Geschmack & Sensorik
Extraktionsausbeute (EY)
Die Extraktionsausbeute (EY) gibt an, wie viel Prozent der löslichen Stoffe aus dem Kaffeepulver ins Wasser übergehen. Sie ist eine zentrale Messgröße für die Qualität der Kaffeeextraktion und wird in Prozent angegeben.
Auch bekannt als: Extraction Yield, EY, Extraktionsrate
Was bedeutet Extraktionsausbeute (EY)?
Die Extraktionsausbeute (EY) beschreibt den Anteil der löslichen Stoffe aus dem Kaffeepulver, die während der Zubereitung ins Wasser übergehen. Sie wird in Prozent angegeben und ist ein zentrales Kriterium für die Qualität einer Kaffeeextraktion. Die EY hängt von Faktoren wie Mahlgrad, Brühzeit, Wassertemperatur und Kaffeemenge ab.

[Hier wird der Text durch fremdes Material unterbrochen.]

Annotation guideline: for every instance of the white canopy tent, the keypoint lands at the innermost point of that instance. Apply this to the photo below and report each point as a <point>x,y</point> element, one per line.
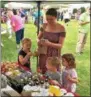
<point>17,5</point>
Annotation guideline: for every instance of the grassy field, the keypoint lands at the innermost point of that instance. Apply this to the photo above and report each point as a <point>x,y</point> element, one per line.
<point>9,53</point>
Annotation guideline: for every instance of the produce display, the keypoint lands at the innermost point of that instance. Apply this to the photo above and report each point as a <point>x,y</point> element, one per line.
<point>35,84</point>
<point>8,66</point>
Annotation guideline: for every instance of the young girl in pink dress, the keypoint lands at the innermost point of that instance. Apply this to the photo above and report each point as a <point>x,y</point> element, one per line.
<point>69,74</point>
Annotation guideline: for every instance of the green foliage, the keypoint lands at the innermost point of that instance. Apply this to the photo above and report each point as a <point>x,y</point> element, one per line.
<point>10,53</point>
<point>82,9</point>
<point>74,10</point>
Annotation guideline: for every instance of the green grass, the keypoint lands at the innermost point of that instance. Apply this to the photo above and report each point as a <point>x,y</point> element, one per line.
<point>9,53</point>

Ein zu niedriger Wert führt zu einem dünnen, sauren Geschmack, während ein zu hoher Wert Bitterkeit und Adstringenz verursacht.
Wie wird die Extraktionsausbeute gemessen?

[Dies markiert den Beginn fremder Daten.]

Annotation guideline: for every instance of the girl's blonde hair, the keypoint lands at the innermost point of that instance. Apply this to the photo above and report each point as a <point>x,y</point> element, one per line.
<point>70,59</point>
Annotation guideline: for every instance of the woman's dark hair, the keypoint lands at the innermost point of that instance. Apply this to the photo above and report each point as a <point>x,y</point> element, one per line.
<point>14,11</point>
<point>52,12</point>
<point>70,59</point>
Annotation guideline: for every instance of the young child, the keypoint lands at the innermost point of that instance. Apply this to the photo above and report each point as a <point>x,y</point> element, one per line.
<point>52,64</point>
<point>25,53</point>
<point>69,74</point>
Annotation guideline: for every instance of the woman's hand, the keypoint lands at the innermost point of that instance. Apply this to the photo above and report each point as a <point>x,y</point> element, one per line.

Zur Messung der EY wird ein Refraktometer verwendet, das den TDS-Wert (Total Dissolved Solids) im fertigen Kaffee bestimmt. Der TDS-Wert gibt an, wie viel Prozent der im Wasser gelösten Feststoffe aus dem Kaffee stammen. Die Berechnung der EY erfolgt nach der Formel: EY = (TDS × Wassergewicht) / Kaffeemenge × 100. Spezielle Kaffee-Refraktometer wie VST oder DiFluid sind auf den Brechungsindex von Kaffee kalibriert und liefern präzise Ergebnisse. Normale Refraktometer für Wein oder Zucker sind ungeeignet.
Welche Werte gelten als optimal?
Laut SCA-Standard liegt der optimale Bereich für Filterkaffee bei 18 bis 22 Prozent EY. Für Espresso wird ein Bereich von 18 bis 20 Prozent empfohlen. Werte unter 18 Prozent deuten auf eine Unterextraktion hin, die zu einem sauren, dünnen und unterentwickelten Geschmack führt. Werte über 22 Prozent führen zu einer Überextraktion, die Bitterkeit, Adstringenz und einen trockenen Nachgeschmack verursacht. Die EY ist jedoch kein Qualitätsurteil über den Kaffee selbst, sondern ein Diagnosewerkzeug zur Optimierung der Extraktion.
Wie beeinflusst die EY den Kaffeegeschmack?
Die EY ist eng mit dem Geschmacksprofil des Kaffees verknüpft. Eine zu niedrige EY führt zu einem flachen, sauren Geschmack, da nicht genug Aromen extrahiert werden. Eine zu hohe EY hingegen verstärkt bittere und adstringierende Noten, da zu viele unerwünschte Stoffe ins Wasser gelangen. Die EY allein gibt jedoch keine Auskunft über die Qualität der verwendeten Bohnen oder die Frische des Kaffees. Sie dient vielmehr als Richtwert, um die Extraktion gezielt anzupassen und das Geschmackserlebnis zu verbessern.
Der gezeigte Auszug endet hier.